Energy Monitoring

Energy monitoring is not about collecting more data, but about understanding how a system actually behaves over time.

This project focuses on monitoring and optimizing energy consumption in a real home environment, using data to make informed and practical decisions. The goal is reliability, efficiency, and long-term sustainability — not over-automation.

At the core of the system is continuous monitoring of energy flows, including consumption, production, and load distribution.

The data is used to observe patterns, identify inefficiencies, and evaluate the real impact of automation logic.

 

The dashboard is not meant to be visually impressive.

It is a working tool designed to answer simple but critical questions:

  • when energy is consumed

  • how consumption changes over time

  • how the system reacts to different conditions

  • whether an automation actually improves efficiency or not

 

Automation is applied selectively.

Not everything should be automated, and not every decision should be delegated to software. The focus is on predictable behavior, clear rules, and the ability to intervene manually when needed.

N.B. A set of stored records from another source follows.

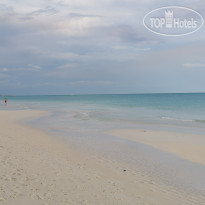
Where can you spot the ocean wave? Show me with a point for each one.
(176, 119)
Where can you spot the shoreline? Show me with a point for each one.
(190, 147)
(38, 169)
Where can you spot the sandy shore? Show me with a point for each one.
(187, 146)
(37, 169)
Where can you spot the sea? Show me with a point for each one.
(154, 110)
(83, 122)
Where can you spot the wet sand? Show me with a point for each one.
(36, 168)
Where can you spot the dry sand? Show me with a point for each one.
(37, 169)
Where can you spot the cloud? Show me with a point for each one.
(194, 65)
(34, 67)
(4, 69)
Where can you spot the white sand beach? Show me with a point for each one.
(35, 168)
(187, 146)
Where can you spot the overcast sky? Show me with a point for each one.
(95, 46)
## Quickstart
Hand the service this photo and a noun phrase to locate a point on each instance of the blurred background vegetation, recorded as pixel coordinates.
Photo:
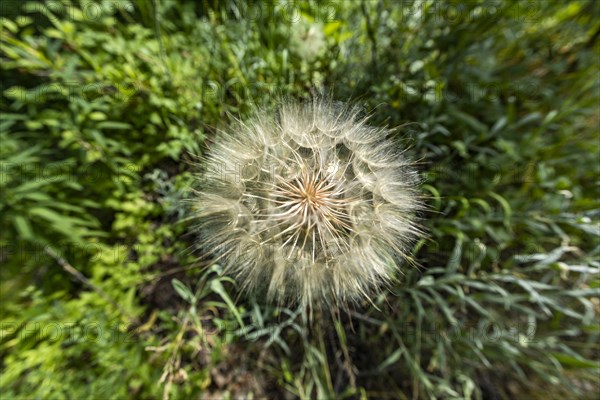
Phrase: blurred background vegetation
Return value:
(105, 103)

This project emphasizes a data-driven approach:

  • observe first

  • automate later

  • verify results over time

 

Energy optimization is an ongoing process, not a one-time setup.

Small, incremental improvements based on real data are more effective than complex systems that are hard to maintain.

This section documents practical experience, design decisions, and lessons learned from running a real energy monitoring system in daily use.